Een mobiele telefoon met zo’n antenne die je eruit moet trekken als je wilt bellen. Een afgescheurd tourniquet van de metro. Een brandweerauto, maar dan alleen de voorste helft, de achterkant hebben ze nooit gevonden. Alles voorzien van een vreemd soort gruizig patina.

Als de klap maar hard genoeg is, veranderen alledaagse voorwerpen instant in archeologische vondsten, dacht ik toen ik deze zomer door het museum van de staat New York slenterde. Daar is een permanente tentoonstelling ingericht van objecten die na de aanslag op het WTC van 11 september 2001 in het puin zijn aangetroffen.

De druk van de instortende torens heeft stof, staal en plastic geïmpregneerd met het beton van het World Trade Center, zo vertelde een bordje over het grijze laagje op alles. Daardoor lijken de tentoongestelde spullen veel ouder dan ze zijn, alsof een Lenape-indiaan die Motorola duizenden jaren geleden gebruikte op het puntje van Manaháhtaan in plaats van een beurshandelaar twee decennia geleden in Manhattan.

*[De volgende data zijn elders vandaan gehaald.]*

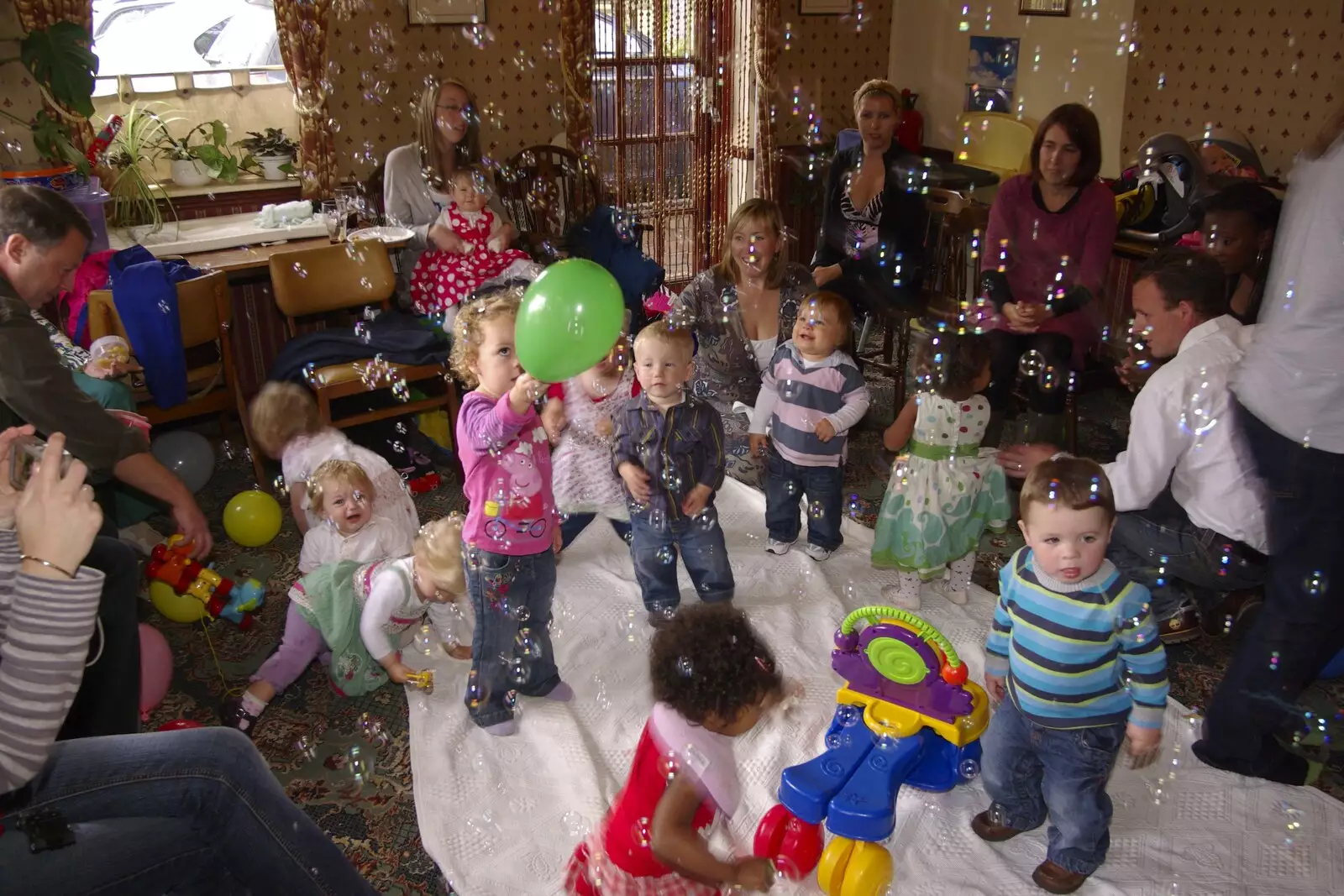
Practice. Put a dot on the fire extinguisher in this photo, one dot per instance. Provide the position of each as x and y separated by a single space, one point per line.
911 130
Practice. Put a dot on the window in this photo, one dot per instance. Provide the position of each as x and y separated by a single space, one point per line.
154 40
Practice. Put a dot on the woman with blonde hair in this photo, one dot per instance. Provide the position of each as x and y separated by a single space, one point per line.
873 226
739 311
418 175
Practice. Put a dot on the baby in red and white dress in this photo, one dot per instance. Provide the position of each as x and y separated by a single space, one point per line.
444 278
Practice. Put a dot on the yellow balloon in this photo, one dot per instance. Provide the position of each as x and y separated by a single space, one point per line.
179 607
252 519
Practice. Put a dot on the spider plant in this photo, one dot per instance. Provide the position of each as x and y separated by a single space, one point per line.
134 201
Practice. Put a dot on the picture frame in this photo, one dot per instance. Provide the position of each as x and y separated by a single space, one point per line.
1045 8
826 7
445 13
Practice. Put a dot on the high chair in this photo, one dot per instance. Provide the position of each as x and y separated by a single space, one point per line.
205 312
318 282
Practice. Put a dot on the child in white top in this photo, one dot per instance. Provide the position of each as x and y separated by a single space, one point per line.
288 427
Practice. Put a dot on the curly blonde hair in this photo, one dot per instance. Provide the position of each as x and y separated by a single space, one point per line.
438 553
468 331
281 412
336 472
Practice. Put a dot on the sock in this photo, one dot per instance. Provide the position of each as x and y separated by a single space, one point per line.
253 705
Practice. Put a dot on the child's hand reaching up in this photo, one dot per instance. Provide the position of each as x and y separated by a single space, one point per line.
1142 745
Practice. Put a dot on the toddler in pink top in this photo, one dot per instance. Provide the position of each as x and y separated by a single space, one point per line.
511 537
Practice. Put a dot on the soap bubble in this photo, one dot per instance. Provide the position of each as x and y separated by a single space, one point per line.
1032 364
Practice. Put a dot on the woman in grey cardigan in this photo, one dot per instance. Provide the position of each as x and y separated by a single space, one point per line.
416 177
741 309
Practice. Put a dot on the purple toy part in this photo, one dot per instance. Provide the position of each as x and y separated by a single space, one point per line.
932 696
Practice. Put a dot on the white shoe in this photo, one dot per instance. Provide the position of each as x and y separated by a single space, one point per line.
817 553
894 595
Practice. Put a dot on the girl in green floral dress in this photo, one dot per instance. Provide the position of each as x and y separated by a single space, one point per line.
945 490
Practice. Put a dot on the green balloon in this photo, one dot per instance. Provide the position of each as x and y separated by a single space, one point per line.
570 318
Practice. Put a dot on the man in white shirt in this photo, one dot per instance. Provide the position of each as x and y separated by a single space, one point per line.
1191 523
1290 389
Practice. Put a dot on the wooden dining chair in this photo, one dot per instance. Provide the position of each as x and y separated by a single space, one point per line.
206 312
324 281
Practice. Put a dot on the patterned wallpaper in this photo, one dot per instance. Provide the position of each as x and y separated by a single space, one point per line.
514 71
826 60
1270 69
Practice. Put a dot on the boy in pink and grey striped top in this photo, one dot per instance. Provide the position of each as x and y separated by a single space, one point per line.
811 396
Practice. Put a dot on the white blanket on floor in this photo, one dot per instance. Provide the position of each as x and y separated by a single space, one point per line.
501 815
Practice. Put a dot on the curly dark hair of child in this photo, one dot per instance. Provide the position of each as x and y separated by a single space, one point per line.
951 363
709 660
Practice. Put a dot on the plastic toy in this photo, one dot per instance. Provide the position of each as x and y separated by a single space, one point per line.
906 716
171 564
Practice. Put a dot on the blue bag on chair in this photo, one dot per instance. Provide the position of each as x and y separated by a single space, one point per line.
144 289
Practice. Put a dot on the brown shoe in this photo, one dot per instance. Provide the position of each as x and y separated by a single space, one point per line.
1180 627
1053 879
991 832
1234 614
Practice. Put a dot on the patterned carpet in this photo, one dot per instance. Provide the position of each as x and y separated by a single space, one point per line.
308 732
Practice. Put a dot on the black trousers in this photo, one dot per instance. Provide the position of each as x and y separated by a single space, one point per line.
1301 625
1008 349
108 701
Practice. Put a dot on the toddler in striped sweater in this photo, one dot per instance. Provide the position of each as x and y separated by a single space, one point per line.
1075 652
811 396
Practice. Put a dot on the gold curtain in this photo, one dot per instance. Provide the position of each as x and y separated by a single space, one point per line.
44 13
766 29
577 69
302 26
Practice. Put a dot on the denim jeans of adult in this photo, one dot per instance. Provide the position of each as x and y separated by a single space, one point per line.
1160 548
183 812
655 546
575 523
1030 770
1300 626
820 486
108 701
510 594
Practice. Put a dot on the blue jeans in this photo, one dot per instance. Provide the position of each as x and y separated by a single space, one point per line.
1194 558
508 594
655 550
785 484
1030 770
575 523
183 812
1300 626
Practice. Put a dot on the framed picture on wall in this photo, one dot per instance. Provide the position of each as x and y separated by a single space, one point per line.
1043 7
826 7
445 13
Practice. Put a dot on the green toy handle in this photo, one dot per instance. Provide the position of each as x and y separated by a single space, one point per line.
925 631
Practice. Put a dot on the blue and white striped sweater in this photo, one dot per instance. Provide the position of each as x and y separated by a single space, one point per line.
1066 649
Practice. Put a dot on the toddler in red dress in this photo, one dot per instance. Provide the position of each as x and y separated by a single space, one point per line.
712 680
445 277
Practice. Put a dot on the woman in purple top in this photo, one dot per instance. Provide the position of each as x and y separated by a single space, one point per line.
1047 249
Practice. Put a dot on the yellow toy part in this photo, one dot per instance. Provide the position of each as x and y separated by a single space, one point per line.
900 721
853 868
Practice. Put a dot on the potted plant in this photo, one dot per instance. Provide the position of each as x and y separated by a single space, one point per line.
273 150
60 62
201 155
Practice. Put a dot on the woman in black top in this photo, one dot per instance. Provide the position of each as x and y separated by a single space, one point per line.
871 244
1238 223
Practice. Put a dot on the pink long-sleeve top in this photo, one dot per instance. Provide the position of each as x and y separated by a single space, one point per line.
1035 246
507 469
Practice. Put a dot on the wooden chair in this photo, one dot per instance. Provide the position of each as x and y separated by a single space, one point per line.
326 280
549 190
205 309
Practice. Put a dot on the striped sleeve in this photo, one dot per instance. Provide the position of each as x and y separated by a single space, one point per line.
1000 631
47 626
1146 660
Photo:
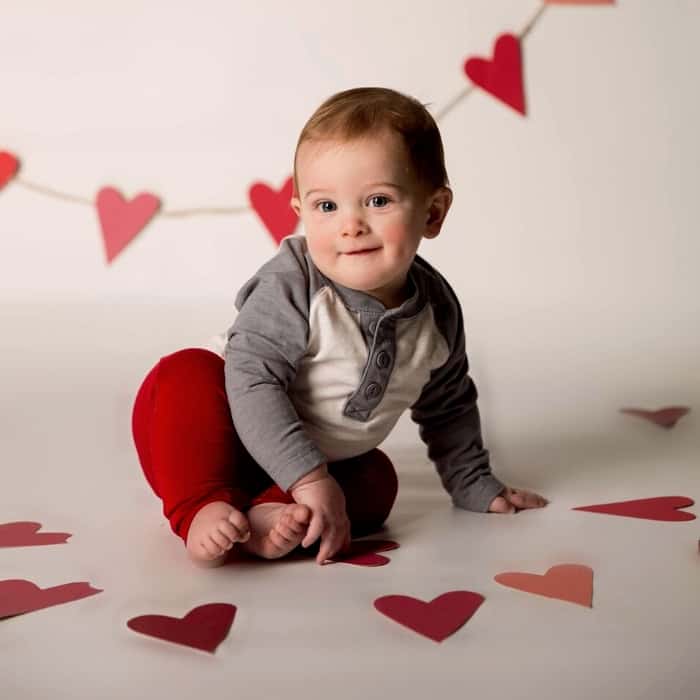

Rampen zetten de geschiedenis even stil, bewees deze tentoonstelling mij weer eens. In één klap maken ze zelfs de meest banale spullen museabel. Een betere conservatie is nauwelijks denkbaar.

Voor wie geïnteresseerd is in het verleden, zijn rampen stiekem een fantastisch fenomeen. Nergens is de focus zo scherp en loopt de tijd zo langzaam als op het moment van onnoemelijke pijn en ondraaglijk leed. Nooit verzamelen mensen instinctmatig meer informatie over hun eigen era dan na het ondenkbare. Een ramp is daardoor altijd een fundgrube voor historici. Niet voor niets schreef ik een boek over een ramp, De schaduw van Tambora, over een vulkaanuitbarsting van nucleaire proporties en het daaropvolgende wereldwijde jaar zonder zomer.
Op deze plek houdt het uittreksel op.